Joshua 5:14, No.This is a curious, indirect answer to Joshua’s questions. What did the Messenger of Elohim mean  by it? It can almost be taken to mean that Elohim is not on any person’s side of a conflict. Rather, he is on his own side—the side of truth and righteousness. If our ways line up with his standards of truth and righteousness, then he will be on our side, if not then he will be against, even as the Israelites found out later in their military defeat at Ai.

Joshua 6

Joshua 6:6–7 (also verse 9), Let him that is armed/equipped. YHVH considered the rams horn shofar in the hands of the priests to be a military weapon. Is there a prophetic connection between the seven shofars that brought YHVH’s judgment upon Jericho and he seven trumpets of the book of Revelation that will bring the wrath of YHVH’s judgment upon the earth in the end times?

Joshua 7

Joshua 7:1, Of the tribe of Judah. Some people in Judah (i.e. the Jews) have an inordinate love of money. It was Judah’s idea to sell Joseph to the slave traders for money. Achan was of Judah and coveted Jericho’s gold, and contrary to YH VH’s command, took some gold for himself bringing a curse on Israel. Moreover, in Nehemiah’s day, some rich Jews enslaved their poor brothers for profit sake contrary to Nehemiah’s instructions. Later Judas Iscariot, for 30 shekels of silver money, betrayed Yeshua.

Joshua 7:14, Achan…Achor. Achan means “trouble” and Achor means “trouble, disturbance.” Both words are spelled the same in Hebrew except for the final consonant. The Torah employs the literary devise of a word-play to teach a lesson: Disobedience to YHVH’s commands leads to trouble. 

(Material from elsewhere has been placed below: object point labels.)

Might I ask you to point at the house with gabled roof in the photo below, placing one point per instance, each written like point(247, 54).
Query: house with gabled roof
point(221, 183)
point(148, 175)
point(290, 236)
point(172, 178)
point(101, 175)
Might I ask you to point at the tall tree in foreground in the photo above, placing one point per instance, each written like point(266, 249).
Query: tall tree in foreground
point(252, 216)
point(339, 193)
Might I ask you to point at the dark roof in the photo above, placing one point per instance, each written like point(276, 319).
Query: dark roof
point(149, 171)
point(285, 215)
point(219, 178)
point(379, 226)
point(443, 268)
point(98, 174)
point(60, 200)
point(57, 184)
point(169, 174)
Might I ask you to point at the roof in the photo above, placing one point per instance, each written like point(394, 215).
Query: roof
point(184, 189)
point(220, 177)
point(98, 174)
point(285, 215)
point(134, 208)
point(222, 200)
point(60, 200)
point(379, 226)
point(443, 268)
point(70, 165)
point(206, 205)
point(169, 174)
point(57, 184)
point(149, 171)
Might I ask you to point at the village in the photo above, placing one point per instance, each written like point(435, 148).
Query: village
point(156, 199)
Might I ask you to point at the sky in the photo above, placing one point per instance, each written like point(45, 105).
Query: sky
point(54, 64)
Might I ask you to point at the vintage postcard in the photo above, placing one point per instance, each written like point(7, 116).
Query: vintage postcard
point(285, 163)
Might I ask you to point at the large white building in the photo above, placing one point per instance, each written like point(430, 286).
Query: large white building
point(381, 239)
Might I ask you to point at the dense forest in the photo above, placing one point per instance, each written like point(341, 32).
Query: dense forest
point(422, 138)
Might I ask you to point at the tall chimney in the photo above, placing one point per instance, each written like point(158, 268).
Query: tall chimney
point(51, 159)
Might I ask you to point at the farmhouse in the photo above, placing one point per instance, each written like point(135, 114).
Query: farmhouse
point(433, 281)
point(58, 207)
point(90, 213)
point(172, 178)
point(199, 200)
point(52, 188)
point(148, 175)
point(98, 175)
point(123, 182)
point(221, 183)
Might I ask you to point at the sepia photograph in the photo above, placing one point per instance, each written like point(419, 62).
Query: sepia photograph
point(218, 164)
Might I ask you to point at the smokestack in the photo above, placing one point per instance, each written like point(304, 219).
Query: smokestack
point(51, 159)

Joshua 7:5, Struck down thirty-six men. One man’s sin in the camp of Israel can adversely affect the whole camp and bring YHVH’s judgment on the camp. Don’t under estimate the negative consequences of one person’s sin especially if it goes against YHVH’s specific instructions for a specific situation as was the case with not taking any precious metals out of Jericho for oneself.